Survey: In-House Can't Handle a Social Media Crisis

By Jonathan R. Tung, Esq. on November 20, 2015 | Last updated on March 21, 2019

Some sobering yet expected data came out of global communications research and consulting firm Weber Shandwick. According to the data, lawyers in both the U.K. and the U.S. agreed that firm reputation was a company's most valuable asset with a 91 percent agreement; and that social media greatly increased the chances of an all out-crisis (85 percent increase).

And yet, for some reason, the very same pool of lawyers seem to think that the purported social media crises they all seem to agree is a problem is not their problem, but someone else's. This illusory superiority example goes to show that even lawyers aren't immune to self-delusion.

The Social media Crisis Report

KRC Research and Weber Shandwick worked together to gather and analyze data for a report which laid out the responses of 100 senior and mid-level lawyers who work as in-house counsel for Fortune Global 1000 -- in a word, BigLaw. The KRC and Weber also worked with 50 attorneys on each side of the pond who personally advised their companies on risk, brand evaluation and protection.

The News Looks Grim

Of those surveyed, about a fifth reported that their own company experienced a social media crisis during their tenure. Fallout usually resulted in layoffs and a hit to morale.

In-house counsel was particularly inept at social media crisis planning with only about half having devoted even minimal time at all to social media training and preparation.
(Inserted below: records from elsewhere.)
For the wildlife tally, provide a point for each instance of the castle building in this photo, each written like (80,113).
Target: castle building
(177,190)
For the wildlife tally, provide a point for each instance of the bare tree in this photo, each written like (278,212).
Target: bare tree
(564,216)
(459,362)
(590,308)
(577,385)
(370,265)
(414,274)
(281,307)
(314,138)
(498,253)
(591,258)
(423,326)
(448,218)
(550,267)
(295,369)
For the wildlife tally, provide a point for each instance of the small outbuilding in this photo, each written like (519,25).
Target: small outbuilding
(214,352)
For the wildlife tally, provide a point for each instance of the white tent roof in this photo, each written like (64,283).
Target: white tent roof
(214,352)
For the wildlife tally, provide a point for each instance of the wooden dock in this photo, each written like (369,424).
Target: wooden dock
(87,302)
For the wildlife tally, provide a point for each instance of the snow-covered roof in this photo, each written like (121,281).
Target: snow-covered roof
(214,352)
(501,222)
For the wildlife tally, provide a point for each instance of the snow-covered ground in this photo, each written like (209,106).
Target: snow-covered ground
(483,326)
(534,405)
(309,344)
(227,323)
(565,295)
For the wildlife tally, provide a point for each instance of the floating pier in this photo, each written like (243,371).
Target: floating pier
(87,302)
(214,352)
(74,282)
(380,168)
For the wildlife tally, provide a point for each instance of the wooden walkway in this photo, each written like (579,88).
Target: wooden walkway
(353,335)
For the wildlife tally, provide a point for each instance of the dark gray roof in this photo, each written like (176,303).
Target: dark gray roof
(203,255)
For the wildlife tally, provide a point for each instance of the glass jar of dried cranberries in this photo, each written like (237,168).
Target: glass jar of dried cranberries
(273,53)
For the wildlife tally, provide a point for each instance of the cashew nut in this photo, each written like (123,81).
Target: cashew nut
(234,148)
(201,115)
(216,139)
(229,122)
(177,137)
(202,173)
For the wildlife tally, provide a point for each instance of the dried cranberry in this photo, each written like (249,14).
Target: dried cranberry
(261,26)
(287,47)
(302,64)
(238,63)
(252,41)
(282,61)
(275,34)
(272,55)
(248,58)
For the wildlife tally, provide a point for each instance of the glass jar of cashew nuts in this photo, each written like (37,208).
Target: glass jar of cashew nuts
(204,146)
What this basically means is that while BigLaw firms are increasingly at risk for cybersecurity attacks and social media blowups, only about half of in-house counsel devoted any time to handling an all-out attack on their company's reputation. About half of the attorneys surveyed said that their company devoted zero time to the issue of social media crisis preparation.

False Sense of Security

Inexplicably, the same group of lawyers (9 out of 10) said that it was not likely that their company would experience a social media crisis that would cause a legal risk in the next year.

Thus, the grand majority of attorneys agree that reputation is the most important company asset and that social media reputation attacks are an increasing problem. Simultaneously, they have virtually no training in social media crisis management and have no intention of changing their plans because they all think that they will never be faced with an online reputation problem. That sort of thing only happens to other companies, you see.

The problem with that logic is that one of the remaining 100 will almost definitely be thinking the exact same thing. It almost makes us wonder why there was so much panic in the air at last month's ACC meeting on cybersecurity. Surely a social media snafu would be a mere trifle? Illusory superiority is good for ego, but it's not a good business practice.

As BigLaw in-house lawyers spend time convincing themselves that their reputations are iron-clad, some disgruntled client could be writing the viral piece that could tarnish a company's reputation. It's high time that in-house lawyers get with the program, take online reputation management seriously, and look into creating a game plan to put into action if some unfortunate tweet about the company hit them all in the face with a reality check. Your first step, however, shouldn't be to hire some fly-by-night "reputation management" dude.